Roger Breisch remembers how his daughter Kathryn would spend the entire afternoon at the carnival when she would celebrate her birthday at the Windmill City Festival.
“They’d get those unlimited ride wristbands and they’d ride and ride and ride, from the time they were little kids,” said the 23-year resident of Batavia.
The long-running Windmill City Festival has become a tradition of the riverfront community, running from 4 to 10 p.m. Friday, July 12; 9 a.m. to 11 p.m. Saturday, July 13; and noon to 6 p.m. Sunday, July 14 on the Batavia Riverwalk.
As the executive director for the Batavia Chamber of Commerce, Breisch now organizes all the food vendors with the rest of the chamber, spending his time at the festival assisting the vendors and running errands. Though he can’t enjoy the festival the same way he used to, he still looks forward to the entertaining atmosphere.
Festival chairman Jeff Clark of Batavia agrees.
“When it all comes together and people get together and have fun, we did what we were supposed to do,” he said.
In addition to a carnival and plenty of food vendors, the annual festival offers different activities and competitions each day.
Sports enthusiasts can sign up for the Windmill Whirl 5K, the Whiffle ball Home Run Derby or the Golf Challenge, all taking place on Sunday.
Families look forward to such events, so when the community asked to bring back the traditional golf challenge on Depot Pond after it was taken away a few years ago, the organizers listened, Clark said.
In the challenge, for $5 players get five balls to try to hit onto the floating green about 50 yards to 75 yards from the pond’s edge, with prizes for good shots, Clark said.
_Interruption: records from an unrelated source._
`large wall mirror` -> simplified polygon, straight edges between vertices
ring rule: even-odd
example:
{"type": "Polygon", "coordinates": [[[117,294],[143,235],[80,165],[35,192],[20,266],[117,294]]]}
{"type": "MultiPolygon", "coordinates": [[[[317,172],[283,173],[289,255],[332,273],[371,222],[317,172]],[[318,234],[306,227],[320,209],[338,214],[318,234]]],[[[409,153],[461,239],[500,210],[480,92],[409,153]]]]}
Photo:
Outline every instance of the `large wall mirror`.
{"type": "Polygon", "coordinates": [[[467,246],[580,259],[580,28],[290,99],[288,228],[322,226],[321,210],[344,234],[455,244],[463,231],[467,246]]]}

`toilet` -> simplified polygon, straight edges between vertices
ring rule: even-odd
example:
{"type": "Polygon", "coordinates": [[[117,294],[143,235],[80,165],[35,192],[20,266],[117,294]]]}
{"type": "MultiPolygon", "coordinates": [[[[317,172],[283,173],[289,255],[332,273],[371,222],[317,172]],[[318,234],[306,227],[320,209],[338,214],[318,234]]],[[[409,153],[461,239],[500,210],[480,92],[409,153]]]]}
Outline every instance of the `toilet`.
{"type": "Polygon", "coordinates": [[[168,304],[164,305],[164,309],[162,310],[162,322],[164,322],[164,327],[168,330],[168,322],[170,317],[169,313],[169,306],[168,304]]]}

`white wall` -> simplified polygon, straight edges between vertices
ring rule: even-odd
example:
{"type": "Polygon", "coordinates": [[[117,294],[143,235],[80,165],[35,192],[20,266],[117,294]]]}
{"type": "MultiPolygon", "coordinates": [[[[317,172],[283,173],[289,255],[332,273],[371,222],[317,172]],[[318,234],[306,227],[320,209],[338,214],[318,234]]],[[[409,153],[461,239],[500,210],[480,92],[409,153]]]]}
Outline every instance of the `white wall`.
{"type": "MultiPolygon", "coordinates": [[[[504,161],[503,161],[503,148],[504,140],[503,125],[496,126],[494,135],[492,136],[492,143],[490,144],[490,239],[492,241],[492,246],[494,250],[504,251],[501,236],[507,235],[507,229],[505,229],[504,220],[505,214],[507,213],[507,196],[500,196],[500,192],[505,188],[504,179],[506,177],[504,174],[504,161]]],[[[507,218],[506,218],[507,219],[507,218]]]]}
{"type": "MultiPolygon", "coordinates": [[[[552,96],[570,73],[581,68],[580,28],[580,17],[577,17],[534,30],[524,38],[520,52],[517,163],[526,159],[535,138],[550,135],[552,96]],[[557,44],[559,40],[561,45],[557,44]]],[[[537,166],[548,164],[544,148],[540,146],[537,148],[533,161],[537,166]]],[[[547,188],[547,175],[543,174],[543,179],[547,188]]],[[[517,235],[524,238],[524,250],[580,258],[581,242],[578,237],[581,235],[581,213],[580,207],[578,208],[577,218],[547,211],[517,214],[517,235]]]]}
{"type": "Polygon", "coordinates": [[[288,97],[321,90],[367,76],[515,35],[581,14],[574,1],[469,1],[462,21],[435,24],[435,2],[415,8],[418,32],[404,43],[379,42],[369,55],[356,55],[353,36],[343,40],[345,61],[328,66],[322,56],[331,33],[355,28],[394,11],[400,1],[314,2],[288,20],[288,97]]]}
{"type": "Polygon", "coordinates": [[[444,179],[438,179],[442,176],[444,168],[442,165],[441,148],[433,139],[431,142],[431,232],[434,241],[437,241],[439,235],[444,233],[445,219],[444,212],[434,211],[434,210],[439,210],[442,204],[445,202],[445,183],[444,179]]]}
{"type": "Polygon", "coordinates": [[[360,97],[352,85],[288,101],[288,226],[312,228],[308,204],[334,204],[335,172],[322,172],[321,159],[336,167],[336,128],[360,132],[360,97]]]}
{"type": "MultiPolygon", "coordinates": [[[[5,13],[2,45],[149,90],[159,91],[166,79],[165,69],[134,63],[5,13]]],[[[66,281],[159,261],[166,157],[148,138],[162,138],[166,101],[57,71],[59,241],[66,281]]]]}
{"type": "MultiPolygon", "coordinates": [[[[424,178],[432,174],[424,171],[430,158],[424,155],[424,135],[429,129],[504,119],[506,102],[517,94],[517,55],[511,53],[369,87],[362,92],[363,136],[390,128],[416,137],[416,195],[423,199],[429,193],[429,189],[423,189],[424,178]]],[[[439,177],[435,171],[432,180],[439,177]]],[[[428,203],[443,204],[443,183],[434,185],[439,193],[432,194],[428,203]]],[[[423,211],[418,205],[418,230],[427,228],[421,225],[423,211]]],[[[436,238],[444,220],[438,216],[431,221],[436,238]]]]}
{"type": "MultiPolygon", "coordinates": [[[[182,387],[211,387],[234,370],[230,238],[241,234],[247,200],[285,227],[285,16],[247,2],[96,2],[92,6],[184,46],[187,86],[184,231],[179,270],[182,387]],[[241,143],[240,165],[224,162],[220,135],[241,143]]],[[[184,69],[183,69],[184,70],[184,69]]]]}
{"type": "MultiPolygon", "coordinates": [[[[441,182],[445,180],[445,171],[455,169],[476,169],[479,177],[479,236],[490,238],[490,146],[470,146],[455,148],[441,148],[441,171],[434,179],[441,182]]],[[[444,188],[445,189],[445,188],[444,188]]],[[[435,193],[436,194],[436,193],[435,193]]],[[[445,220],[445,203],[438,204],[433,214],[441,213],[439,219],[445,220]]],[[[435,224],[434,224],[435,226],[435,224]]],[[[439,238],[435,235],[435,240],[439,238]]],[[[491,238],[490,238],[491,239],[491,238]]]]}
Other popular events include Saturday’s pet parade and Sunday’s ice cream eating contest, where teams line up along a 100-foot gutter filled with hundreds of scoops of ice cream.
Another community favorite is the fire hose challenge, where teams of two, ages 5 and older, are pitted against local firefighters.
A variety of bands Friday and Saturday night and Sunday afternoon will liven the scene on the main stage, allowing time for locals to get up and dance or relax from the festival action.
The craft fair will offer an exciting lineup of vendors selling items like handcrafted jewelry and sandals, said Carla Hill, who runs the craft show.
As a resident of Batavia for 45 years, Hill remembers going to the craft show when the festival was called Boo-Boo Days, a citywide, retail-focused festival allowing retailers to sell their overstock and “boo-boos” at sale prices.
“It was great coming downtown and seeing everyone down here — there was so many people you knew,” said Hill, who is the director for the Batavia Depot Museum.
The festival has evolved beyond a retail focus, but the Batavia tradition is still a hub for community members to come together and see old friends, Hill and Breisch agreed.
Breisch will stay busy helping out the food vendors throughout the festival. And after nine years, they’ve become his friends. He looks forward to the happy reunion with local restaurateurs, including three Mexican restaurants and a booth selling pulled pork and pulled chicken.
“What people love about the festival is coming back and seeing people that you don’t see regularly — everybody shows up,” Breisch said.